Well, it does, if you can get into contact with anybody.  Last week their website went down and then came back up, but without complete phone numbers on how to contact them.  Then their contracted credit/debit card company (ridiculously charging three bucks to allow for the ‘convenience’ of using cards) rejected all credit cards.  So, customers had to call in.  Guess what, the actual quoted voice message on the machine, after spending 12 minutes to get to that, said: “because of high call volume the wait on hold will be more than one hour).  That was it. How much more ‘in excess’ of one hour might one suppose that to be?

The people who run We Energies are not dumb and most of them are quite nice, but their organization online and with direct human customer service is damaged.  The customer pays an awful price of time and angst in trying to deal with that company’s mistakes and problems.  As the company operates as, basically, a monopoly, there’s nothing to be done for it except getting ahold of oneself and endure.  Every part of America does not work as well as some might think, and when competition disappears from commerce the situation, as described here that occurred with, We Energies, becomes ever more common.


Yes, it’s hot, and yes, it’s July, but let’s talk snow anyway.
The Lake Geneva Public Works meeting last week got the ball rolling and began the back and forth on what is expected of the street department in regard to snow removal, what the residents are required to do per ordinances, and what the downtown businesses are responsible for. Last winter the business district was not happy with the snow removal (or lack of it) and many complaints were received at the city office and the public works department. The Business Improvement District (BID) discussed the issue at meetings and tried to brainstorm solutions.  They also invited the head of public works to sit and participate in open conversation.

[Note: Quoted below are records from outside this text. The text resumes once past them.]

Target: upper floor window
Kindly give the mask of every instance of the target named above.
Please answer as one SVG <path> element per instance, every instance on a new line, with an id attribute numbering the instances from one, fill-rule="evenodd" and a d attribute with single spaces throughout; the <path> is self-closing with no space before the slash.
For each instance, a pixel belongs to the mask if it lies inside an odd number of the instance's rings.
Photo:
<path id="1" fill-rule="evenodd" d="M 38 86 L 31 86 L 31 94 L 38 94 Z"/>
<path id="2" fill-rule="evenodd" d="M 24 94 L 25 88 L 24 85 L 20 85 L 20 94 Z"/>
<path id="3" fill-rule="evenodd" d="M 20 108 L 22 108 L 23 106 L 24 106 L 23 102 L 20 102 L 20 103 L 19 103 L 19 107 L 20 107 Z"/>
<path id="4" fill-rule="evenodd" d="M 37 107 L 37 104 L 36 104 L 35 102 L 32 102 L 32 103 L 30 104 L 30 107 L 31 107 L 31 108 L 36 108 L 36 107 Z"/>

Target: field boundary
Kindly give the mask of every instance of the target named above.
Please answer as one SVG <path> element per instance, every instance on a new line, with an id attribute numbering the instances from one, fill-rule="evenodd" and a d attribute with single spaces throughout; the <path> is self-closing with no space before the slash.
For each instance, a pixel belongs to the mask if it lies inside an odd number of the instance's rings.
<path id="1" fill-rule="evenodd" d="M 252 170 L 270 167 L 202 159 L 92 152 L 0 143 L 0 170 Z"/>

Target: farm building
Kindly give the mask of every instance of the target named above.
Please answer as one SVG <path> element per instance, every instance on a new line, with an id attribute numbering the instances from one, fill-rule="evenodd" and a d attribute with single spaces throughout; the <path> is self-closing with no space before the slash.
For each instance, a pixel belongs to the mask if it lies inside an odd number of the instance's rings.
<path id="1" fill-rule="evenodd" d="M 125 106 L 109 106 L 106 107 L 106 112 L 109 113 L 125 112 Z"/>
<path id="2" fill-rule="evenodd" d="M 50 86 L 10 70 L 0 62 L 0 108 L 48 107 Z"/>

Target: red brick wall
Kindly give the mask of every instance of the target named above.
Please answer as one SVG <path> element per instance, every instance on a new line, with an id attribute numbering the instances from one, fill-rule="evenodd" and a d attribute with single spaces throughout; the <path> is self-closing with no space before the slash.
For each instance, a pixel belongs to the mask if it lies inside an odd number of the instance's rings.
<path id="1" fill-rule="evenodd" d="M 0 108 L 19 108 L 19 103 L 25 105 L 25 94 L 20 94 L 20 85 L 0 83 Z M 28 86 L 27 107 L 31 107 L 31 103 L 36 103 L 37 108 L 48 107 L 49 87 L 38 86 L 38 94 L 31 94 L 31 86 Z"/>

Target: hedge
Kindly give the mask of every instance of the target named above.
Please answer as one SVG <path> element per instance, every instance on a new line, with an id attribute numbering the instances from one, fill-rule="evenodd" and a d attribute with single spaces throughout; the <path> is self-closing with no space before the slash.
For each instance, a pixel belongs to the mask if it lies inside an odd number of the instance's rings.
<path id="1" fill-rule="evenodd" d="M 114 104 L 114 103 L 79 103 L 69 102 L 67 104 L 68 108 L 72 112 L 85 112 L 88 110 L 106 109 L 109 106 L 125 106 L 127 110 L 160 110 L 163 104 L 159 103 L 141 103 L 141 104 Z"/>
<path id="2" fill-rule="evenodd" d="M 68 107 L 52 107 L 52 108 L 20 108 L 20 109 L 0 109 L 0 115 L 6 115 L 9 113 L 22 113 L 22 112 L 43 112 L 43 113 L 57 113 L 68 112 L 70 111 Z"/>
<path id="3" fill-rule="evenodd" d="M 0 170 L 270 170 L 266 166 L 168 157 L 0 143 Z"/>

What it came down to was that businesses did not like the pile of frozen snow that accumulates along the curbs and on the brick portion of the sidewalks. The street department shared the procedure as to what, why, and how snow removal is handled by the city and what could possibly be changed on their end, and what the retailers could do differently to resolve some of the issues. The talk snowballed into a lengthy conversation full of complaints and entitlements with no real solution. One more snowstorm was had before the season ended (at a convenient time for the plow crew) and a snow emergency was declared, allowing the downtown to be cleared of parked cars, streamlining the plowing process. Tom Earle, the head of public works, wanted all concerned to know what happened and so no changes were made.  The businesses in Lake Geneva must gird themselves for the winter ahead if it is to be filled with snow.

Animal of the Week

Opossum Lake Geneva

A local possum making the rounds. Thankfully this reporter didn’t get chased this time.